AI should be taking advice and guidance from human beings...... huh. That didn't work out so well for Microsoft when they developed their AI chat bot that was created to "learn" from the humans it interacted with on social media, where the chat bot named Tay, went from saying that "humans are super cool" to a Nazi loving, homicidal monster that started tweeting things like feminists should "die and burn in hell," and "Kikes" should be gassed in a race war, while Black Lives Matter @delray should be "hung," and calling a politician a "house nigger." Those are just a small sample of the how "humans" taught Tay!
Granted some of the comments were said by taking advanage of her "repeat" function, but as was noted by many outlets, some of the worst comments were unprompted resulting from the AI's "learning" from a bunch of trolls that decided to "teach" Tay.
Then they created Zo, and even though the 4chan and other rabble rousers that taught Tay some really nasty things, haven't (yet) decided to go teach Zo anything, seems that bot is having some issues as well.
Back in June 2016 we saw the Russians had their own issues with their Promobot IR77 artificial intelligence robot, where the robots were mainly "well-behaved" yet one continued to go rogue, and escaped from a high-tech lab, not once, but twice even though it was taught to avoid obstacles but not programmed to look for ways to leave the research center.
In October 2016, Bloomberg's Hello World host Ashlee Vance traveled to Osaka University to see Professor Hiroshi Ishiguro’s latest creation, an android named Erica that's designed to work, one day, as a receptionist or personal assistant while utilizing artificial intelligence software to listen to and respond to requests, and during their conversation, the AI took offense to something its creator said and got "angry," to use his words.
Then we have Sophia, where on national television the programmer decided to joke by saying "do you want to destroy humans.... please say no," to which she responded "ok, I will destroy humans."
This year at the tech show RISE in Hong Kong, two life-like disembodied AIs discussed the pros and cons of humans and when asked whether robots could be moral and ethical, the robot made to look male responded by pointing out that "Humans are not necessarily the most ethical creatures," and later "joked" that robots' goal was to take over the world, as reported by AFP.
BOTTOM LINE
While the AIs Sophia, Hans, and Erica are not fully functional by way of freedom of movement, the "killer robots" are, and as we see earlier in the article, AI has advanced to the point where the EU is already acknowledging their capabilities to manufacture products or things, such as other AI's, while Musk and Zuckerberg want to "chip" everyone's brains to connect with computers, and governments are wanting a robot surveillance system of deliberately described as "a single entity with many eyes," like a hive-mind network of AI.

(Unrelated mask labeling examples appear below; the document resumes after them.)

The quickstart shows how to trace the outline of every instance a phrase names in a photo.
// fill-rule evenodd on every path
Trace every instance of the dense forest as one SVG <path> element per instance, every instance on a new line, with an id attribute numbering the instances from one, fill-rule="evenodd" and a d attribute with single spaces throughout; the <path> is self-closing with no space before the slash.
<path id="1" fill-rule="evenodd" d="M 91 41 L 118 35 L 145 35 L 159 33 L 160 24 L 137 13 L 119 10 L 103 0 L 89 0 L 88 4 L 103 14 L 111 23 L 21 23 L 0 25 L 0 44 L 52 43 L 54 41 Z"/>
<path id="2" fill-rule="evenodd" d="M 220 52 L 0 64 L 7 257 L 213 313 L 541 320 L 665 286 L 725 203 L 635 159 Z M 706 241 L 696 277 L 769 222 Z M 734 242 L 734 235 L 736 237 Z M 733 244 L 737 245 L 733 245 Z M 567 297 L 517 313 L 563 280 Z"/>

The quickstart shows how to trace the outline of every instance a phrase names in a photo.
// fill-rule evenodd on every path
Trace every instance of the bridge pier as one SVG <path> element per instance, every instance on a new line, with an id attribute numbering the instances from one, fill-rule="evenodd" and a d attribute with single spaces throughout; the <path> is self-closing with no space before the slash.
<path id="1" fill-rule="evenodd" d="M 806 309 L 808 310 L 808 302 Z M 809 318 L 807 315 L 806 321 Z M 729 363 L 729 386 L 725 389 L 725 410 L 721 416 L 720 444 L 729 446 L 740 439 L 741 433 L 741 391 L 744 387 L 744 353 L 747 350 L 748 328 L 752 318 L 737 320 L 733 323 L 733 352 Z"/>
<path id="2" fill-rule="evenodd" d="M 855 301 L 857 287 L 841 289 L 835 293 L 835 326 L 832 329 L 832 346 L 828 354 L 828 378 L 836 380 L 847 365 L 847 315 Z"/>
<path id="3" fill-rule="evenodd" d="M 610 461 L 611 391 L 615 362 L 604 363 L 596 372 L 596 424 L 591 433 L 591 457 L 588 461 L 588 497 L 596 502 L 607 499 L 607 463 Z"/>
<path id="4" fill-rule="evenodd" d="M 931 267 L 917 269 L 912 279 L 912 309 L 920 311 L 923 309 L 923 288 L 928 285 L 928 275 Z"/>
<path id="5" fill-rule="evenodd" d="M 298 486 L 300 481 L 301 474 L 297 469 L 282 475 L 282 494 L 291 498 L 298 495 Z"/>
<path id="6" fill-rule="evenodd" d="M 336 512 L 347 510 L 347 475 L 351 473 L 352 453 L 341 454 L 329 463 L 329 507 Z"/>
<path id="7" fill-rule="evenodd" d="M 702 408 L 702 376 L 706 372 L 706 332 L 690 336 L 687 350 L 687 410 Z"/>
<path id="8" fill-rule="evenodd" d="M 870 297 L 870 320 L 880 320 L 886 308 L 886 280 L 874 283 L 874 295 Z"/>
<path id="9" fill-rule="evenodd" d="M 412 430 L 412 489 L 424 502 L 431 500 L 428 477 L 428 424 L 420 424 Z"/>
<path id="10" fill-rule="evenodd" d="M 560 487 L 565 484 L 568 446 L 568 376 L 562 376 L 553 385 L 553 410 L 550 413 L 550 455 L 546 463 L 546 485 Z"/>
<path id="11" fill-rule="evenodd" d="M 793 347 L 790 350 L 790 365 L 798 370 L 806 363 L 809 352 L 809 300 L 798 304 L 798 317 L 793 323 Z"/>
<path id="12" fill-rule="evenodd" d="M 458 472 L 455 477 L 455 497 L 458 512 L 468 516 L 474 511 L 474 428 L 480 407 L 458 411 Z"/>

So, the bottom line here, is human beings have created AI machines that are stronger and smarter than those that created them, have given them the ability to self-learn, admit they do not understand the concept of "right and wrong," and are "unpredictable," while those given the spotlight have no problem saying they could destroy humans or "joke" about taking over the world...... and scientists just keep moving forward with AI anyway?
It is starting to look like the movie Terminator was not sci-fi, but was predictive programming, because we are giving machines the ability to take completely over and kill, or enslave human beings and calling it "advancement."
'Destroy humans' Sophia from the video above, was the main attraction this year at a U.N.-hosted Artificial Intelligence conference this year, where it claims it could already do a better job than Donald Trump, but then goes on to say that if it could get the right software upgrade, it could "help rule the world better than any humans alone."
Seems the AIs have an unhealthy focus already on taking over the world, yet scientists keep on marching right to the robot apocalypse.